Was für ein Kontrast zu Amerika: Hier entließ Microsoft im Januar 2023 rund 10.000 Mitarbeiter, stellte Abfindungskosten in Höhe von 800 Millionen Dollar zurück, was knapp sechs Monatsgehältern je Gefeuertem entsprach. Ähnliche Größenordnungen gaben es bei Entlassungsrunden von Meta (4,2 Monatsgehälter), Google (7,5 Monatsgehälter) und Twitter (drei Monatsgehälter). Das amerikanische Arbeitsrecht erlaubt den Unternehmen radikale Strategieschwenks, wie der schnelle Erfolg des KI-Sprachmodells ChatGPT eindrucksvoll belegte. Microsoft straffte unverzüglich seine Belegschaft und machte gleichzeitig zehn Milliarden Dollar für Open AI locker. Meta fuhr seine Metaverse-Bemühungen zurück, entließ binnen weniger Monate 20.000 Mitarbeiter und erhöhte zugleich seine KI-Investitionen, indem es im Jahr 2024 satte 37 Milliarden Dollar für die Computerinfrastruktur ausgab. Google feuerte 12.000 Mitarbeiter, investierte mehr als 40 Milliarden Dollar in KI-Projekte und stellte Zehntausende von Ingenieuren mit KI-Hintergrund ein.
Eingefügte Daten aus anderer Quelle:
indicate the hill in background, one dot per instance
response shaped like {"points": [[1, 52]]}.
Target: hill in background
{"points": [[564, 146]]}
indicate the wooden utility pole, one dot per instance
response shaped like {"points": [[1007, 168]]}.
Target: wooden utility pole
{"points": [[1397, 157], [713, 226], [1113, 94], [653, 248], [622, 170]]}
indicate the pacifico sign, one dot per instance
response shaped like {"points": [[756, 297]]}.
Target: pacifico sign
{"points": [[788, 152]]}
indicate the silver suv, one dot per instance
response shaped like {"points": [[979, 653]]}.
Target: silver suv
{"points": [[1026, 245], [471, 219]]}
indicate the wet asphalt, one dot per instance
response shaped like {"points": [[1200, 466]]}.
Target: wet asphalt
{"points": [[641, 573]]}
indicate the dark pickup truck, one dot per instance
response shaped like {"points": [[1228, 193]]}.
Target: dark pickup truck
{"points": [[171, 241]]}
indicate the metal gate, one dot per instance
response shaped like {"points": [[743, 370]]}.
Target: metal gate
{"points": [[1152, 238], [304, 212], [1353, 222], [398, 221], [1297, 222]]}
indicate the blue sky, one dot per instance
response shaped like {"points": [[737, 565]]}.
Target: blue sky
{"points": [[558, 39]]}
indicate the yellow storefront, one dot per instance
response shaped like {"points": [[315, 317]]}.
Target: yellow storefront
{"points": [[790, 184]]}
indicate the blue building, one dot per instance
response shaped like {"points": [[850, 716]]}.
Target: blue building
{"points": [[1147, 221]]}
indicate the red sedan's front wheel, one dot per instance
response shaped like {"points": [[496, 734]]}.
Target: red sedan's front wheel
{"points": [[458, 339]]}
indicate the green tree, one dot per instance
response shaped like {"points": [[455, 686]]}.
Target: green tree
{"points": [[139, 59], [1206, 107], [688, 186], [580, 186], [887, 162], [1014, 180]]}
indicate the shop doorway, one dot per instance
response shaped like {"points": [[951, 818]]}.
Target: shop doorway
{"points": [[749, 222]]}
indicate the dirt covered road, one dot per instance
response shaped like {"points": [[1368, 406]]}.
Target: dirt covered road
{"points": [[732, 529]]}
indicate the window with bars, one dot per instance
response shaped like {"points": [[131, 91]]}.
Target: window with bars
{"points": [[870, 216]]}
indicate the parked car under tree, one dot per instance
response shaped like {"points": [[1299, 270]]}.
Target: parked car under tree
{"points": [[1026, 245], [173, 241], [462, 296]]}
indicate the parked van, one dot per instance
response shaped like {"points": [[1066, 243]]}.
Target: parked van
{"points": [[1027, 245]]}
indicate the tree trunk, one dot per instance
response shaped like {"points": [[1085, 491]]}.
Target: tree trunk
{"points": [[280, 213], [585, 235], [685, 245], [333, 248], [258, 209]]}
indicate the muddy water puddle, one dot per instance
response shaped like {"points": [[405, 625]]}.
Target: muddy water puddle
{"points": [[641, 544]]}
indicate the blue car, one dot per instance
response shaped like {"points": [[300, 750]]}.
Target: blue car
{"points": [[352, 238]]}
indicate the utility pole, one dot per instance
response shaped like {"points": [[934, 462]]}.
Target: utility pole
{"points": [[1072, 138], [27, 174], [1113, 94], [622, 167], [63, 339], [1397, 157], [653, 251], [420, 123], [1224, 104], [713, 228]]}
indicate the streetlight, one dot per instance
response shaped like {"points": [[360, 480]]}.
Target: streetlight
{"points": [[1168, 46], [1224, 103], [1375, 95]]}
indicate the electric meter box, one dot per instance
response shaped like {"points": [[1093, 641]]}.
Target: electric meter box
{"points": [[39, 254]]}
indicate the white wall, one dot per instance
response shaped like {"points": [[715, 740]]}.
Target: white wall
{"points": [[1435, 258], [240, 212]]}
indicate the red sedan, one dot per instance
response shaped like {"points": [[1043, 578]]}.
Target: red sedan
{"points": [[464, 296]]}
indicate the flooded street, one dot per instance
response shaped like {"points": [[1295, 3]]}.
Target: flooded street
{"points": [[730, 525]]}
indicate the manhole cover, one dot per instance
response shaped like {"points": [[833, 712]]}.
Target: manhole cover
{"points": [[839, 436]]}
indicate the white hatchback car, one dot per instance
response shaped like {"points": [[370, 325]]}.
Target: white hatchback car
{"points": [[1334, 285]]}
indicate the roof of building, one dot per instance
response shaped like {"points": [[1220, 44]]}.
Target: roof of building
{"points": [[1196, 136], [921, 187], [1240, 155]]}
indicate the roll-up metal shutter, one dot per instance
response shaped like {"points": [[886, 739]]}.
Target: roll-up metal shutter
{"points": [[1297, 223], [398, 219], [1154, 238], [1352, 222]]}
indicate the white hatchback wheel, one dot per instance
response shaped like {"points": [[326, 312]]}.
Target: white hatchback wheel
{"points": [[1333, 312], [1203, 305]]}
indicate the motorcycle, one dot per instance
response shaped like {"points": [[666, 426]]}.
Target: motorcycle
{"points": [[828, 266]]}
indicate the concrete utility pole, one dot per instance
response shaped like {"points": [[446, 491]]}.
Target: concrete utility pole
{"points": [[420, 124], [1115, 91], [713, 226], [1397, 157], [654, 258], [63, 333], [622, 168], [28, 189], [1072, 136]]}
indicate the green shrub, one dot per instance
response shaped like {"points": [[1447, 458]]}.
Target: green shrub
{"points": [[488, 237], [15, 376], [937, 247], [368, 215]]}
Erfolgreiche Start-ups kommen vermehrt aus Skandinavien
Der Technologiesektor ist besonders, glaubt Oliver Coste: Vier von fünf Projekten, die von großen Unternehmen begonnen werden, scheitern. Das macht die Kosten für Fehlschläge zum Standortfaktor. Für Wagnisfinanzierer wird Europa unattraktiv, wenn Flops so teuer sind. Innovationen, die zu tiefgreifenden technologischen Umbrüchen führen, finden laut Coste daher zunehmend in Großkonzernen wie den „magnificient seven“ statt.
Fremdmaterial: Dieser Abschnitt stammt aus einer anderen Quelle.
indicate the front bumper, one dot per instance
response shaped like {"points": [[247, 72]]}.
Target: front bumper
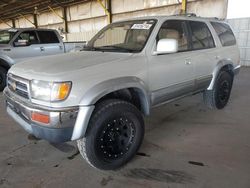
{"points": [[65, 124]]}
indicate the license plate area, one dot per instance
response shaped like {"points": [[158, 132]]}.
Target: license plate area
{"points": [[19, 110]]}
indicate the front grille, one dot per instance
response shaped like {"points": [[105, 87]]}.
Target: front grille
{"points": [[18, 85]]}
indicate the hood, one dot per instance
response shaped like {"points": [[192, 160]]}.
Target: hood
{"points": [[4, 46], [56, 65]]}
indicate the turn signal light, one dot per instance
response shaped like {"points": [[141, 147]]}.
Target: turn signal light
{"points": [[41, 118], [63, 91]]}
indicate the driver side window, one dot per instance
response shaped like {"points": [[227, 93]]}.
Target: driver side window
{"points": [[29, 36], [174, 29]]}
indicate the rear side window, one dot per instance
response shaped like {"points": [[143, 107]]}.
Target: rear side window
{"points": [[201, 36], [224, 33], [47, 37], [175, 29]]}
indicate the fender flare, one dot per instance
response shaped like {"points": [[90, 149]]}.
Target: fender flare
{"points": [[217, 69], [5, 62], [102, 89]]}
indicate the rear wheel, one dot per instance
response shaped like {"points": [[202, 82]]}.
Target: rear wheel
{"points": [[114, 135], [219, 96], [3, 73]]}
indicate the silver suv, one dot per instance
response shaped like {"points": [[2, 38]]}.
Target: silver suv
{"points": [[100, 95]]}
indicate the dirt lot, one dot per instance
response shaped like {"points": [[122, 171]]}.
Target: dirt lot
{"points": [[186, 145]]}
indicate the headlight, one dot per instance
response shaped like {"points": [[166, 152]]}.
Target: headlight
{"points": [[50, 91]]}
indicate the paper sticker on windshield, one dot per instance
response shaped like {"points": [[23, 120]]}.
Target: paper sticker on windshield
{"points": [[141, 26], [12, 30]]}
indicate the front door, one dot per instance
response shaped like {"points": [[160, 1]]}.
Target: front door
{"points": [[171, 75]]}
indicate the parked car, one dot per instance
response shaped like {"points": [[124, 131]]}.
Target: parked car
{"points": [[19, 44], [100, 95]]}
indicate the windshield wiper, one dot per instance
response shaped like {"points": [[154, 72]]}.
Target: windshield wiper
{"points": [[117, 47]]}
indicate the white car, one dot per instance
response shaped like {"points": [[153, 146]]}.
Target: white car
{"points": [[100, 95]]}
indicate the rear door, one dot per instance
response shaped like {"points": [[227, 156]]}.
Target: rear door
{"points": [[50, 44], [203, 53]]}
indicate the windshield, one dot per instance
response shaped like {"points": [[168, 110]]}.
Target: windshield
{"points": [[6, 36], [129, 36]]}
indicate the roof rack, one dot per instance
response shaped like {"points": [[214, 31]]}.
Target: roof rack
{"points": [[186, 14]]}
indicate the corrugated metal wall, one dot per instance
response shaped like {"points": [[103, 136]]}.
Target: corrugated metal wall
{"points": [[84, 20], [241, 29]]}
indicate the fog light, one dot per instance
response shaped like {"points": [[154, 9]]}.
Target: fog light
{"points": [[41, 118]]}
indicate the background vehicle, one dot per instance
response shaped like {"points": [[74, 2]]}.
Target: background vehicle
{"points": [[101, 96], [19, 44]]}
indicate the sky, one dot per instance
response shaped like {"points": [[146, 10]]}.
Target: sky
{"points": [[238, 9]]}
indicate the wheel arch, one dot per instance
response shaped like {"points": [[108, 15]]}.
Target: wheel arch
{"points": [[131, 89], [227, 65]]}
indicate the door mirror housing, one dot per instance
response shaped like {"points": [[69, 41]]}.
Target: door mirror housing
{"points": [[166, 46], [21, 43]]}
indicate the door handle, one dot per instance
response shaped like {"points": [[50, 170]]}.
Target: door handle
{"points": [[188, 62], [217, 57]]}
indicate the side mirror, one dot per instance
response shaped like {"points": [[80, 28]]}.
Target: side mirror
{"points": [[166, 46], [21, 43]]}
Was tun? Coste schlägt vor, den Kündigungsschutz stärker nach Gehalt und Ausbildung zu differenzieren. Wer viel verdient und exzellent ausgebildet sei, finde in der Regel schneller einen neuen Job als jene, auf die das nicht zutreffe. Bei gut ausgebildeten Beschäftigten mit einem Einkommen über 50.000 Euro könnte der Kündigungsschutz wegfallen. So ließe sich ökonomische Effizienz mit staatlicher Fürsorge versöhnen. Coste nennt das „Flexicurity“. Es ist das Konzept, mit dem Dänemark seine Arbeitsmarktpolitik schon in den 1990ern reformiert hat.
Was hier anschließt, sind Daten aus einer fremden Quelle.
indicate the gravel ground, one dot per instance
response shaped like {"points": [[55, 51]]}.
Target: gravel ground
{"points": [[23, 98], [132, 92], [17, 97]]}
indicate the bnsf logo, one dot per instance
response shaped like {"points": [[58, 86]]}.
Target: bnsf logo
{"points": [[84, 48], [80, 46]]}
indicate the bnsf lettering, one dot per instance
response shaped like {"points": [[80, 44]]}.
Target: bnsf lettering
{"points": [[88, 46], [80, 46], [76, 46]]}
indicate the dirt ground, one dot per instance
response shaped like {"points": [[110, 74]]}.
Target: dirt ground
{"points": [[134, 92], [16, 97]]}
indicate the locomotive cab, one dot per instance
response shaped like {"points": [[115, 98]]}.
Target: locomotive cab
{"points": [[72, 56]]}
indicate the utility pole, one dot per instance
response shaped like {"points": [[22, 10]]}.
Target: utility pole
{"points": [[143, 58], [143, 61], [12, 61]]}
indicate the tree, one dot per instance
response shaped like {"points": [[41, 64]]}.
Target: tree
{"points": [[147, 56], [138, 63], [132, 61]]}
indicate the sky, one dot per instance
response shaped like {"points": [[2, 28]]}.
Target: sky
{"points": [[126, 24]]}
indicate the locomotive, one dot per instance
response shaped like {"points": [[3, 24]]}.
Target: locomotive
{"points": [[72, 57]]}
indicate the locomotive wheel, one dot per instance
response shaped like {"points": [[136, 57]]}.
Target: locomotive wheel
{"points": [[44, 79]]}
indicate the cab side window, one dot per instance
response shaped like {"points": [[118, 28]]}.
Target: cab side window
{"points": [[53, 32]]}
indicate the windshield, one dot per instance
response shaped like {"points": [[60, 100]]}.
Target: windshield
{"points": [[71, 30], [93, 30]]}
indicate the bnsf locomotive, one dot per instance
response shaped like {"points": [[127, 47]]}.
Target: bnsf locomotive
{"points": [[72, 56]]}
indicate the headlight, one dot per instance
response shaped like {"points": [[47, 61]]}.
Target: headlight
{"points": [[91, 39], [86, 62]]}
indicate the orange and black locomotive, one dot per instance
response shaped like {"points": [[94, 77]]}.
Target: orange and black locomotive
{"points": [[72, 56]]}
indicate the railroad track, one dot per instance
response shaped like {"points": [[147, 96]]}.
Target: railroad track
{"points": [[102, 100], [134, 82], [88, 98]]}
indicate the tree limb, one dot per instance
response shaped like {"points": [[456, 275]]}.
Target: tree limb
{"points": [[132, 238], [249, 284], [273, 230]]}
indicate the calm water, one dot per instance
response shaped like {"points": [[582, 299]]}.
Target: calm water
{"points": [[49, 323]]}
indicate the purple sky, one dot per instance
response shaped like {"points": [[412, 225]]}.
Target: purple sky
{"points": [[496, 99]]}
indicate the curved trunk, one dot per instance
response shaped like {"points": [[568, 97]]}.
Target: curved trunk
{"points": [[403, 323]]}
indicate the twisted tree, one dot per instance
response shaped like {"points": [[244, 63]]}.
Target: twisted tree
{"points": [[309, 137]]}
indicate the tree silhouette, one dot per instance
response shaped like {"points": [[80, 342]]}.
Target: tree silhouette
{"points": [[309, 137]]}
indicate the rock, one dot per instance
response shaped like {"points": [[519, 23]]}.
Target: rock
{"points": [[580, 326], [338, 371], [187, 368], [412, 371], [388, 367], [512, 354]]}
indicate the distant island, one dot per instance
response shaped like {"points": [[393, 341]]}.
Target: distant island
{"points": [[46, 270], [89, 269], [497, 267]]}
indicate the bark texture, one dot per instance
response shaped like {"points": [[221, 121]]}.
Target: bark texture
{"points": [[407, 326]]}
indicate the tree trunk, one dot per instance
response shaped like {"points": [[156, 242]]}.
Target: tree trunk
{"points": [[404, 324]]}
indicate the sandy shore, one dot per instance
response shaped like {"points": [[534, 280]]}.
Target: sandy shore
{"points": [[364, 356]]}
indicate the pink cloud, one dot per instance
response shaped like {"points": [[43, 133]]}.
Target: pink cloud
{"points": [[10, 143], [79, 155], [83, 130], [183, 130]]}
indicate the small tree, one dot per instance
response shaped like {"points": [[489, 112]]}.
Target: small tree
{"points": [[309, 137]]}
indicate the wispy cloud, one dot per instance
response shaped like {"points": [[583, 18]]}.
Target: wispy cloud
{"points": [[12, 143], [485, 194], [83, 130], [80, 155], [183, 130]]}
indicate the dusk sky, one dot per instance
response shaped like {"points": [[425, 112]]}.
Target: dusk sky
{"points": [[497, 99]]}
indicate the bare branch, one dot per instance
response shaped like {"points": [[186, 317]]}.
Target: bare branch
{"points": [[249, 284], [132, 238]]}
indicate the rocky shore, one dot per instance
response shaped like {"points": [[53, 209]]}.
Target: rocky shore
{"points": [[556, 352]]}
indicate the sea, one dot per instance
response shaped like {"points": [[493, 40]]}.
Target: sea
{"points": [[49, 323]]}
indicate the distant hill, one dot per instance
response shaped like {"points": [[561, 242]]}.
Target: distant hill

Auch die Yale-Ökonomin Fiona Scott Morton blickt nach Skandinavien, wo der Kündigungsschutz oft lockerer ist als in Mittel- und Südeuropa, das soziale Netzt die Entlassenen dafür aber besonders gut auffängt. Die wenigen erfolgreichen europäischen Start-ups kommen tatsächlich auffällig oft aus Skandinavien.